Das wurde kein leichter Chanson-Abend, sondern eine Begegnung mit der Bitterkeit, die von den meisten dieser Werke ausgeht. Wirklich witzig waren nur die Orchesterstücke, die Eisler-Sinfonie und die Kammermusik Nr. 1 des „Geräuschemachers“( Joseph Goebbels) Paul Hindemith. Umso pointierter wurden die Stücke durch die ungemein transparente und agile Spielweise des Potsdamer Kammerorchesters unter der Leitung von Antonello Manacorda.
Ute Lemper präsentierte mit ihrer ganz speziellen Vokalkunst das Lieder-Panorama der 1930er und 40er Jahre. Über eine große oder besonders schöne Stimme verfügt Lemper zwar nicht unbedingt, doch kann sie viel Atmosphärisches mit dem vorhandenen Material machen. Sie kann es verführerisch bis gespenstisch verdunkeln, aber auch hell strahlen lassen. Das Ausbleiben des letzten Forte-Kicks kompensierte die Künstlerin mit Ausdrucksstärke. Ute Lemper ist schließlich auch Schauspielerin und tat es jetzt beim Singen Marlene Dietrich gleich, die auch mit Bronze in der Kehle Gesangsabende vergolden konnte.
Lemper legte gleich düster los mit Eislers Tucholsky-Vertonung „Der Graben“, jenem beklemmenden Lied an Mutter und Kind des in den Krieg kommandierten Soldaten. Es folgten melancholische Songs, mit der auch einst die Dietrich auftrat, darunter Hollaenders „Wenn ich mir was wünschen dürfte“. Mehrmals erklang Kurt Weill, nicht mit der „Dreigroschenoper“aus den 1920ern, sondern mit späteren Titeln der Exilzeit, darunter der September-Song und das verträumte Lied über das Sehnsuchtsland „Youkali“und dem Brecht-Zyklus „Die sieben Todsünden“Außerordentlich, obwohl es nicht auf dem Programm stand, hellte Lemper die Stimmung auf mit ein paar Chansons von Jacques Brel. Das verlängerte den Abend so sehr, dass mancher Besucher in der Pause nach Hause ging.

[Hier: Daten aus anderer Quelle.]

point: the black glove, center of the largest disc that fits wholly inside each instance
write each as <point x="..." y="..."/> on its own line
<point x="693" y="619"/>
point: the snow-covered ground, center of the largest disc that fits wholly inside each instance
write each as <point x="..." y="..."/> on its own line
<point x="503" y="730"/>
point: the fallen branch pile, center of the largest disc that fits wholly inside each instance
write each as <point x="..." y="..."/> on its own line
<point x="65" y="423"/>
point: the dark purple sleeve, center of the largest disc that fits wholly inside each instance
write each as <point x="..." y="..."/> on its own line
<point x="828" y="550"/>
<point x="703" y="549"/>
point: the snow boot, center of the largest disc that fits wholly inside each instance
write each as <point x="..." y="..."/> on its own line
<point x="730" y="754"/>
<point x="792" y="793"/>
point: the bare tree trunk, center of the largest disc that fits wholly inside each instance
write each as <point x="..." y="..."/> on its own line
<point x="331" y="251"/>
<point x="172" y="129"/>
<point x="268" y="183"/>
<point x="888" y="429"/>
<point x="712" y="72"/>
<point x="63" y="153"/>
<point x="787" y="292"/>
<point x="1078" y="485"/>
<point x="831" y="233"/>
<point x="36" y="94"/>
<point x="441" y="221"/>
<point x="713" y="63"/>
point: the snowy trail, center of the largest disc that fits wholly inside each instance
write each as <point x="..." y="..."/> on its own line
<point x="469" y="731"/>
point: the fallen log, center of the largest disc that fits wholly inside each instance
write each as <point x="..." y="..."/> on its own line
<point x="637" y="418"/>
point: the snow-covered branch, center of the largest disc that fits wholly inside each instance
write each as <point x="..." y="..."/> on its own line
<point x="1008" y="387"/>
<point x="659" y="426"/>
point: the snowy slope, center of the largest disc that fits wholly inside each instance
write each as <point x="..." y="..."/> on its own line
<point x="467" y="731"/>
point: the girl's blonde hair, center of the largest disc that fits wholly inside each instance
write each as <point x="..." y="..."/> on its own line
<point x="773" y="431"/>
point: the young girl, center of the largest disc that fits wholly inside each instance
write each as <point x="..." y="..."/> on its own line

Allerdings lohnte es sich zu bleiben, denn „Die sieben Todsünden“interpretierte Ute Lemper, bestens assistiert vom Männer-Vokalquartett Hudson Shad, mit einer mimischen Magie, die in den Bann zog. Der geschwisterlichen Dialog zwischen Anna I und Anna II, begleitet von chorischen Moralpredigten weiterer Familienmitglieder, wurde zum kleinen Musikdrama.
Begeisterter Beifall im gut besuchten Saal.